- Videotape cover
- Directed by: Marilou Diaz-Abaya
- Written by: Jun Lana
- Produced by: Marilou Diaz-Abaya
- Starring: Jomari Yllana; Chin-Chin Gutierrez; Elizabeth Oropesa;
- Cinematography: Romy Vitug
- Edited by: Jess Navarro
- Music by: Nonong Buencamino
- Production companies: GMA Films; Film Experts;
- Distributed by: GMA Films
- Release date: March 13, 1998;
- Running time: 114 minutes
- Country: Philippines
- Language: Filipino

= Sa Pusod ng Dagat =

1998 film by Marilou Diaz-Abaya

Sa Pusod ng Dagat is a 1998 Filipino drama film produced and directed by Marilou Diaz-Abaya and written by Jun Lana from his Palanca Award-winning screenplay Mga Bangka sa Tag-araw. It stars Jomari Yllana, Chin-Chin Gutierrez, and Elizabeth Oropesa, with supporting cast includes Pen Medina, Rolando Tinio, Jhong Hilario, and Ronnie Lazaro.

Produced by GMA Films and Film Experts, the film was theatrically released on March 13, 1998, and received critical acclaim from local and international film festivals.

==Plot==
In a remote fishing island in the 1950s, Pepito (Jomari Yllana) grows up learning the trade of his mother, Rosa (Elizabeth Oropesa), the only midwife capable of delivering the newborn babies of their community. At first, the young son doesn't mind the unusual arrangement, but as he grows older, he begins to resist the role traditionally meant only for women.

In time, Pepito's coming of age intersects with the lives of other islanders whose beliefs and struggles become critical impetus to his maturity. Eventually, embarrassment and prejudices are overcome by acceptance and love between mother and son.

==Cast==
- Jomari Yllana as Pepito
- Elizabeth Oropesa as Rosa
- Chin Chin Gutierrez as Mrs. Santiago (as Chin-Chin Gutierrez)
- Pen Medina as Gusting
- Rolando Tinio as Apo
- Mia Gutierrez as Tale
- Tanya Gomez as Minda
- Manjo del Mundo as Mr. Santiago
- Ronnie Lazaro as Berto
- Jhong Hilario as Luis
- LJ Moreno as Sara

==Production==
Production of the film began in June 1997 under the working title Mga Bangka sa Tag-araw.

==Awards and nominations==
The film received nominations and awards from different local award-giving bodies. It got two Star Awards in 1999 for Cinematographer of the Year (Romy Vitug) and Original Screenplay of the Year (Jun Lana).

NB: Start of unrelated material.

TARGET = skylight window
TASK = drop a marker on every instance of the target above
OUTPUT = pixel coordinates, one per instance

The film had received invitations from 17 prestigious film festivals abroad, an unprecedented achievement in the history of Philippine cinema.

"Sa Pusod Ng Dagat" is the country's official entry to the Singapore International Film Festival, Toronto International Film Festival, Hong Kong Film Festival, Fukuoka International Film Festival, Tokyo International Film Festival and Oslo Film Festival. It is an entry to the film festivals in London, Cairo, Bombay, Barcelona, Haifa and New York.

The film also made it to the Chicago International Film Festival, Montreal Film Festival, Nantes Festival of Free Continent and Chicago Film Festival. It was also the Philippine entry for Best Foreign Language Film in the Oscars.